President Barack Obama announced reforms on NSA surveillance practices, including those of section 702 and section 215, on January 17, 2014. 17 Additionally, a series of nearly thirty legislative proposals in 2013 aimed to overturn the 2008 FISA Amendments Act (FAA), 18 or otherwise modify FISA, while keeping most surveillance powers intact and improving NSA data collection practices. 19 The Privacy and Civil Liberties Oversight Board (PCLOB), created by executive order back in 2004 to oversee NSA surveillance with civil liberties in mind, also kick started investigations on section 215 Patriot Act and section 702 FISA surveillance following unfavorable media reports on the NSA. 20 The American Civil Liberties Union (ACLU), with some success, vigorously advocates for exposure of NSA practices that impinge on Fourth Amendment rights by unreasonably searching and seizing domestic data. 21 Finally, the Federal Trade Commission (FTC) is implementing a series of reforms to give consumers more control over and information about mass data collection of personal information. 22
These actions appear to provide a promising foundation for securing the electronic privacy rights of United States citizens.
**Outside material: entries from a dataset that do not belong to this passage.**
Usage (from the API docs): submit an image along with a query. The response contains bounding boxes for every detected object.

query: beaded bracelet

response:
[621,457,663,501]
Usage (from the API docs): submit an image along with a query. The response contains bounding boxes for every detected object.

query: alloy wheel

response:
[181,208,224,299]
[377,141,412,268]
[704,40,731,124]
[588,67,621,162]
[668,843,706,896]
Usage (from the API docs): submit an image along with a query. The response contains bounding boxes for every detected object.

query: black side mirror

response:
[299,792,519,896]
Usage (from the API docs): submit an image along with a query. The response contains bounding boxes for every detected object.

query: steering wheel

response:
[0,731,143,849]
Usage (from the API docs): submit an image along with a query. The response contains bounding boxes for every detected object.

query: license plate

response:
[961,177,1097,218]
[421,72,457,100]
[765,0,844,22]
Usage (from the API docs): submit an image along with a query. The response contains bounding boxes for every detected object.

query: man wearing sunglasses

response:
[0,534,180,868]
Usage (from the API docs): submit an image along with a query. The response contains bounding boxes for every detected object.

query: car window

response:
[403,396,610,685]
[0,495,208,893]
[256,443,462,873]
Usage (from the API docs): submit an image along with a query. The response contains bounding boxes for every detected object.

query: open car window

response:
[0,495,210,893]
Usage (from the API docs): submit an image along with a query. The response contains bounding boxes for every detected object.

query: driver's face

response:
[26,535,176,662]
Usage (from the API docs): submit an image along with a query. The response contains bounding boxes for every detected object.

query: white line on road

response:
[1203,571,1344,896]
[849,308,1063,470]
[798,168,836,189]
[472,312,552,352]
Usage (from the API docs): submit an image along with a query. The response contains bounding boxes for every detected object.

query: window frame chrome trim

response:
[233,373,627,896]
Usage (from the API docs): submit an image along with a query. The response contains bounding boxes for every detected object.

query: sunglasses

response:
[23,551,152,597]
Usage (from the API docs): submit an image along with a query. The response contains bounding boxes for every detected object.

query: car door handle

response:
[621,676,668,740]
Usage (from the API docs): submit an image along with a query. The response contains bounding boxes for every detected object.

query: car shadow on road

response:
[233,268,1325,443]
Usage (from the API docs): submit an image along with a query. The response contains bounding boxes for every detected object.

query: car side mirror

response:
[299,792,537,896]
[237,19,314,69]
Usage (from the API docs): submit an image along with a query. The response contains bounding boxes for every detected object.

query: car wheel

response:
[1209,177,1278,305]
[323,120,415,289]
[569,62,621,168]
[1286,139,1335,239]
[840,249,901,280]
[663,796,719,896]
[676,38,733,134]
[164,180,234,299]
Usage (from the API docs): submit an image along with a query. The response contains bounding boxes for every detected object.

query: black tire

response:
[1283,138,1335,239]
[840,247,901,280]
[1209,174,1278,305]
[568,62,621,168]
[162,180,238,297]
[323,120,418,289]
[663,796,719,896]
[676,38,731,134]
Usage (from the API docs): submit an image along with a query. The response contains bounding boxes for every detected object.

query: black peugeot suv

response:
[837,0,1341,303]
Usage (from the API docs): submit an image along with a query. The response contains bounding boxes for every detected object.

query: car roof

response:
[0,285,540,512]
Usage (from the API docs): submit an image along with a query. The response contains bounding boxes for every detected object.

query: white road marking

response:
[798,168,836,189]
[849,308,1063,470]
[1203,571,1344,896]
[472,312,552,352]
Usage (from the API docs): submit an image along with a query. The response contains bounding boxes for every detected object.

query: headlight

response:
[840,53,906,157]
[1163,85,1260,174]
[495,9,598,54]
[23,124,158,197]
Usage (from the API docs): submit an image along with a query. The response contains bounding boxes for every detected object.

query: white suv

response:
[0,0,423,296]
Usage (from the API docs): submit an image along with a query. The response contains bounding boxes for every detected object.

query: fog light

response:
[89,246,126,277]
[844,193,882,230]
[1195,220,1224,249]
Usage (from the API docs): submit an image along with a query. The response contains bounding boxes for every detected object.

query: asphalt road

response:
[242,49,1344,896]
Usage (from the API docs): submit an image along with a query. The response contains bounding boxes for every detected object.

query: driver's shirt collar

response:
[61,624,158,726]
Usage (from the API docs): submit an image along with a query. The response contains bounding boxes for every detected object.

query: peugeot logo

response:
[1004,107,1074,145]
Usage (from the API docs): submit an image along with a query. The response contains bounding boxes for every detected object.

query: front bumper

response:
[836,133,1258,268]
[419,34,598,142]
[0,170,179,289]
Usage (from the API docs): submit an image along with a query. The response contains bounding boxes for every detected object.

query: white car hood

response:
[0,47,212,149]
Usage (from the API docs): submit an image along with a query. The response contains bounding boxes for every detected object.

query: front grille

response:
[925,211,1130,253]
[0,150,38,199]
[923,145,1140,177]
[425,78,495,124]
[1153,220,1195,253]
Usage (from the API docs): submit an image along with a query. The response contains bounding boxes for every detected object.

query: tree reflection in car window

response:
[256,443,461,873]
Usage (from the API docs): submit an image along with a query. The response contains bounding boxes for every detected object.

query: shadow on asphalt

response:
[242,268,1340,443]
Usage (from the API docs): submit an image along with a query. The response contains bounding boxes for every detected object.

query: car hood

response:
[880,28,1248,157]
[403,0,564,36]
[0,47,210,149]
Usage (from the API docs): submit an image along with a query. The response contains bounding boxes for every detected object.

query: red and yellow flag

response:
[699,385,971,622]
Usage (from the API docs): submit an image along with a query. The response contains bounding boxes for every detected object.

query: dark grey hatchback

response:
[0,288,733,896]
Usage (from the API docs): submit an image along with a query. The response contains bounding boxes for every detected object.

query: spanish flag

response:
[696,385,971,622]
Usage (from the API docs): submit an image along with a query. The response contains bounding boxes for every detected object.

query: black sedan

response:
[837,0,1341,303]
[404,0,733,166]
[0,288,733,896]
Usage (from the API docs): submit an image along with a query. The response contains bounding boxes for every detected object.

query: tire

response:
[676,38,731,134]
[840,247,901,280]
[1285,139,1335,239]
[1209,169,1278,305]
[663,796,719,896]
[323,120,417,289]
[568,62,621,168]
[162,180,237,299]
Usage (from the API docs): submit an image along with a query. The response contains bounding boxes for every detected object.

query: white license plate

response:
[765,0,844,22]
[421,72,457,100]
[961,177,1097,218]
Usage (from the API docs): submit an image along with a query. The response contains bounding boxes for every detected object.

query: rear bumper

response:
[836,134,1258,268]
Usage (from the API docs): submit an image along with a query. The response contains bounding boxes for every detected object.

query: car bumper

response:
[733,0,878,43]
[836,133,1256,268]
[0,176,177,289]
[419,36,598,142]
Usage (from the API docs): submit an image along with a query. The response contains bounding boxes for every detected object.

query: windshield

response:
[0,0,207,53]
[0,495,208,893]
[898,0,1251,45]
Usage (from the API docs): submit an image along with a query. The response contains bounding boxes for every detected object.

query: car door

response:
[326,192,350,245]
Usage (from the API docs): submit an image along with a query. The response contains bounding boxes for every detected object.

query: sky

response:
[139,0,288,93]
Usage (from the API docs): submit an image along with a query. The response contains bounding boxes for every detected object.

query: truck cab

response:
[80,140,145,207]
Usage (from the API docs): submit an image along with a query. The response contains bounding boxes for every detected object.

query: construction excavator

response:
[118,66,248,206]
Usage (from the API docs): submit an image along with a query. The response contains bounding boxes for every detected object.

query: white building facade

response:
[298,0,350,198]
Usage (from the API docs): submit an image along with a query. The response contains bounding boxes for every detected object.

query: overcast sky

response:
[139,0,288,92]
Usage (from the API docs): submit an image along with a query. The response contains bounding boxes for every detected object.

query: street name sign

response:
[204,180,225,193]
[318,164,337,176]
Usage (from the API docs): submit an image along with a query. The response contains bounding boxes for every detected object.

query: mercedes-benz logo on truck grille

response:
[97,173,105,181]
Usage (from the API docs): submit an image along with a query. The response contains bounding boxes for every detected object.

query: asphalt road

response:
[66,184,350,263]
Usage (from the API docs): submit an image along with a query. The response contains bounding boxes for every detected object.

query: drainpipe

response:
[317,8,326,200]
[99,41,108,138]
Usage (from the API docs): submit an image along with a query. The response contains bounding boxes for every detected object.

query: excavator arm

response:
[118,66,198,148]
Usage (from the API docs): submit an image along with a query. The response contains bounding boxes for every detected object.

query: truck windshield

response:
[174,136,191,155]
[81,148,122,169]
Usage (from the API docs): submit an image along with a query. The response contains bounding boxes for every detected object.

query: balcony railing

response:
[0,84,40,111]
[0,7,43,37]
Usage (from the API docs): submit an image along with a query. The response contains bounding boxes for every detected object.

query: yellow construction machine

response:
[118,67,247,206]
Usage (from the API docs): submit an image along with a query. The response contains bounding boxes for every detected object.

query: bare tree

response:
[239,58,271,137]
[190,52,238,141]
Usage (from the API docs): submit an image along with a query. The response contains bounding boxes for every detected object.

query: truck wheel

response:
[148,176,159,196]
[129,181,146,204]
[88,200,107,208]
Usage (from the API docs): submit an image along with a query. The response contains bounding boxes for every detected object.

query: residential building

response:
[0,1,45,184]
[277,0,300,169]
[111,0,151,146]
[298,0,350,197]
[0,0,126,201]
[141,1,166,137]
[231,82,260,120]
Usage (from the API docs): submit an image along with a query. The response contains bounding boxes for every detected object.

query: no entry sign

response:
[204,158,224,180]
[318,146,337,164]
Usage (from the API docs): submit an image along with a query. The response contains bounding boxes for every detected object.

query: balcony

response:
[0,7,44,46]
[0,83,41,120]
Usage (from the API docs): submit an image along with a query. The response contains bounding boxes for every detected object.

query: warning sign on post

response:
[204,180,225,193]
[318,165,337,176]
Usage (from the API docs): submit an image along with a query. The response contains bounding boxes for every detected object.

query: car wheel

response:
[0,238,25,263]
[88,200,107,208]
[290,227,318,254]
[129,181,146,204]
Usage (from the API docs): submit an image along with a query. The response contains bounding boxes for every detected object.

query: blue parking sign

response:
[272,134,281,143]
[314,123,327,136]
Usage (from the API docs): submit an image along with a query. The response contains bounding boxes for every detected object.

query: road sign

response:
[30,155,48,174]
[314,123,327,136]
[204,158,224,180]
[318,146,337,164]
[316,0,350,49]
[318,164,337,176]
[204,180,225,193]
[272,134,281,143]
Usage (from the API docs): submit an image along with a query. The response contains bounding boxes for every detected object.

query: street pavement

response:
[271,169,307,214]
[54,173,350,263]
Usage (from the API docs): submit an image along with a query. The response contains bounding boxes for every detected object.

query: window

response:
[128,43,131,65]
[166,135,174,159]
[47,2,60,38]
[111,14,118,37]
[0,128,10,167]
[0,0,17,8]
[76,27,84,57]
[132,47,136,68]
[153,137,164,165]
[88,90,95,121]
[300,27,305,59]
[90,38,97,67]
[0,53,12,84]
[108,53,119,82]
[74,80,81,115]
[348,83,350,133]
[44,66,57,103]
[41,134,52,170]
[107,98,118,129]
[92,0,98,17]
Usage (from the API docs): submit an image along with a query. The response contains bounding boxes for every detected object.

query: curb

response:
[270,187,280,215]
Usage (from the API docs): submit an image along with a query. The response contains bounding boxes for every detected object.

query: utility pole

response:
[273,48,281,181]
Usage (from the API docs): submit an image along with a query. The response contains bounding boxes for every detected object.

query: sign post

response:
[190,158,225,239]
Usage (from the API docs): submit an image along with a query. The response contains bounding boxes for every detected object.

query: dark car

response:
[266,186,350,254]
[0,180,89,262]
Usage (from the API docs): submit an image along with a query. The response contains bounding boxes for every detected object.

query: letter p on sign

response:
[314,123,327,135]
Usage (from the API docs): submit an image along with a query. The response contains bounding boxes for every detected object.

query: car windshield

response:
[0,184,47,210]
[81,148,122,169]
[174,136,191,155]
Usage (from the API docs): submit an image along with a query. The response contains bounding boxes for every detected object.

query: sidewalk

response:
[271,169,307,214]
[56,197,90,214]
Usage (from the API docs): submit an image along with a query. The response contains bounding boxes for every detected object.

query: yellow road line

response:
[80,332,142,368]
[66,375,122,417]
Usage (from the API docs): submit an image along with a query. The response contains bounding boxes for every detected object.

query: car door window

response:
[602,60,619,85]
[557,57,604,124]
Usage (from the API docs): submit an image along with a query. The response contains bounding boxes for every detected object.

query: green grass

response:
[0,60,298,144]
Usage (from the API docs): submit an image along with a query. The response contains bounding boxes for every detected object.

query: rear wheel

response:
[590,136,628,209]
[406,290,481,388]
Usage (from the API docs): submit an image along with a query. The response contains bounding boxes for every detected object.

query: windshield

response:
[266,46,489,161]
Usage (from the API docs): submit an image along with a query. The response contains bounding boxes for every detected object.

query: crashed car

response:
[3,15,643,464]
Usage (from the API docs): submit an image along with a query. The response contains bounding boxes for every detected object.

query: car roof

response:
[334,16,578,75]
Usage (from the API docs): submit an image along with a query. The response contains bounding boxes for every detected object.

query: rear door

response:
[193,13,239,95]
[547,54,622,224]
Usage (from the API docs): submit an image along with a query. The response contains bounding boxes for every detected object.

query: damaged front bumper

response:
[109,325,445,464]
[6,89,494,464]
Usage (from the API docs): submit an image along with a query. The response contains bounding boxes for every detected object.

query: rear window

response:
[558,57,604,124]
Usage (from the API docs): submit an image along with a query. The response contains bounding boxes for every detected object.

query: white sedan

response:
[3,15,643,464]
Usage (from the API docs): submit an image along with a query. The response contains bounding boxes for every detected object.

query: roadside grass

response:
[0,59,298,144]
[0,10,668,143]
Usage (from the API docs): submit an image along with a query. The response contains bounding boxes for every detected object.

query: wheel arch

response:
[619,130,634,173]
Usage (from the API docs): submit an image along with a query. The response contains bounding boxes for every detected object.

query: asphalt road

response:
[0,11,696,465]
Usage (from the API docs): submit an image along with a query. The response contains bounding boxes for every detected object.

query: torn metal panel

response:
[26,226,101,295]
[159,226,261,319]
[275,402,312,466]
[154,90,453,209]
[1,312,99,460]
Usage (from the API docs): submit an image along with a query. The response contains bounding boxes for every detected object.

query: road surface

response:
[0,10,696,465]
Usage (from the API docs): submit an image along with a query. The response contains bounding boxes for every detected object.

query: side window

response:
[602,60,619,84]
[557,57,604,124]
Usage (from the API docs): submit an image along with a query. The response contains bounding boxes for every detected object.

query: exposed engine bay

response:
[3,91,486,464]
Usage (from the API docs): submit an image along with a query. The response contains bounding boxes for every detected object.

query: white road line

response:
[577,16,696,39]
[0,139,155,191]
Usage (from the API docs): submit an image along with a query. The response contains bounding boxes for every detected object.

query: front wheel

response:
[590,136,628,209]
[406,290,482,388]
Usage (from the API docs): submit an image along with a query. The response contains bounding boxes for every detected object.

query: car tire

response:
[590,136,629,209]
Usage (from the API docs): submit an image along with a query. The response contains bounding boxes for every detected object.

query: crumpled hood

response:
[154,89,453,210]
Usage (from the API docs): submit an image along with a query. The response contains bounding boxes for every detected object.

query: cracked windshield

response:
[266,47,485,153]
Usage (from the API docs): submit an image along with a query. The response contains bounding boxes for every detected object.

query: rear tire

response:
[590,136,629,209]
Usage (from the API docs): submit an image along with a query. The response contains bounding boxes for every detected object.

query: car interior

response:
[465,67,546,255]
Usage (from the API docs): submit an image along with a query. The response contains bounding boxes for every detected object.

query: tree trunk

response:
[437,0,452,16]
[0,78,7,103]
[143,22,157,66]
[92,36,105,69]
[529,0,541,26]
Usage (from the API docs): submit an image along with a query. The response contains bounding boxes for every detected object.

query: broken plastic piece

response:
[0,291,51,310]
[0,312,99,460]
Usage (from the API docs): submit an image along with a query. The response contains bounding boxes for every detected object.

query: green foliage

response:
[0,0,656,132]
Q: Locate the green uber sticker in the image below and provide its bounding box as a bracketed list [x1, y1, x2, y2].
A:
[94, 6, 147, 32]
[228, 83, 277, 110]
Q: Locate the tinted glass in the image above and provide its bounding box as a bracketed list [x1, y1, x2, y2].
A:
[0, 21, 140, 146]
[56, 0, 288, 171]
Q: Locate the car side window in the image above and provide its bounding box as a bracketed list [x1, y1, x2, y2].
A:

Yet President Obama proposed legislation, and a handful of court opinions uphold much of the current NSA surveillance practices, projecting that the program will continue relatively unchanged. 23 With the expansion or continuation of phone records surveillance, there is also potential for collection of virtually every Siri request made by anyone since Apple began storing these requests. 24 If practices of collecting targeted communications continue as they did prior to 2014, the system would go something like this: the Siri requests of one user may be collected, then the requests of any other users who contacted the first Siri user within five years would be collected, then any Siri user requests of any users who possibly contacted all of those users could be collected. 25 President Obama's January 2014 reform of the section 215 program only eliminates the last step of this analysis, the collection of the third set of contacts who possibly contacted all of the users in the first two categories. 26 Additionally, President Obama hopes to keep records in the hands of a private entity and directed Congress to investigate how this may be done. 27 So Apple's storage of Siri information already mirrors this future goal. Inevitably, domestic communications and information of all types are subject to the perpetual growth of intrusive surveillance if policy reform continues to ignore the future implications of increased technology and big data collection. 28
Accordingly, to address the concerns introduced above in Part I, this Comment will analyze policy reform in NSA section 702 and section 215 FISA surveillance practices throughout and conclude by highlighting the best methods for gaining some control over surveillance practices in the past, present, and future. In Part II, this Comment will provide background on the history of NSA surveillance, developing case law, and competing legislative proposals addressing policy concerns. Part III will explain how surveillance works by using the big data collection methods developed by private companies to gather and search through information. Part IV introduces the Federal Trade Commission (FTC) and discusses how the FTC proposes to deal with big data collection in the private realm. Part V will reconcile the structure of NSA surveillance practices with the aforementioned legislative proposals and emerging FTC proposals pertaining to private companies. Additionally, Part V will group each analysis of the most adequate NSA surveillance legislation, forward-thinking policy, FTC proposals, and judicial decisions with executive reforms to create a comprehensive package of suggestions for remedying past and future surveillance concerns. Finally, Part VI will conclude by highlighting the best suggestions for the legislature, judiciary, and executive to preserve domestic privacy in an era of big data collection.